Fortunately, answering that question is beyond the scope of this post. However, I thought I would address the issue by providing some research. Given the expanding nature of social media, many many firms are conducting research on social media usage and demographics. I will put one source here. However, I encourage you to list other useful sources of research in the comments sections. I use Quantcast data for this post.
Looking at Quantcast data for October 2, 2009, as illustrated below, only a small cut of users are kids. Total Twitter users between the ages of 3 to 17 amount to a mere 10% of users. The next age group, the 18 to 34 year olds, amount to a more significant 43% of Twitter users. However, those 35 years old and older come in at 47% of all users!
Now let's look at Facebook. While the numbers are not as strong from the "old guy" (gal) perspective, they still show that a significant percentage (33%) of 35+ year olds use Facebook. That is one-third of all users and more than the 3 to 17 year old group!

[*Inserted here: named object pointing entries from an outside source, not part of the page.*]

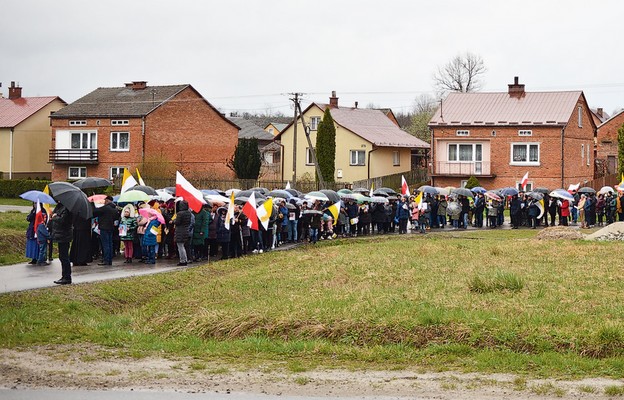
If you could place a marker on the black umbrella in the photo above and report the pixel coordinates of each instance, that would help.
(72, 197)
(586, 190)
(145, 189)
(90, 183)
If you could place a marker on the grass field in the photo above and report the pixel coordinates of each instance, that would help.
(487, 301)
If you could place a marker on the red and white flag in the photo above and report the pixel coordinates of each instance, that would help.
(404, 187)
(524, 181)
(184, 189)
(249, 209)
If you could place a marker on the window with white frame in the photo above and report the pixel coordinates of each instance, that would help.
(357, 157)
(116, 171)
(83, 140)
(76, 172)
(309, 158)
(466, 152)
(314, 121)
(525, 154)
(120, 141)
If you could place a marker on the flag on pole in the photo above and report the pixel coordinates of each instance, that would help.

Now if you really want to skew things, let's look at LinkedIn. Anyone familiar with this social media platform knows that it obviously favors the 35+ year olds based upon its focus on professionals. No faux pas here. The 35+ year old group represents 76% of users. That is tremendous.
But no analysis would be complete without including MySpace (at least until it dies a natural death). Clearly, compared to the other sites reviewed, MySpace is most representive of the incorrectly held believe that social media is a kids space. Perhaps the reason for this is because MySpace was an early MAJOR entrant in social media. Of course, if you follow MySpace you realize that without some major changes this platform will become a small niche platform or fall off the scene altogether. However, despite its emphasis on youth (28% 3 to 17 year olds and 46% 18 to 34 year olds) the platform has a decent percentage of older users at 26% of total users.
Of course I left out many other platforms. But my point was not to provide a comprehensive survey of the space. The point was to illustrate that social media use is not dominated by the young. Older consumers with the need for checking, savings, mortgages, investments and other grown up financial products and services are very well represented on social media platforms. Therefore, if you are dismissing social media as a kid's game you are risking not only losing the game but a significant amount of business to your competitor that realizes that the faux pas is not on him but on you.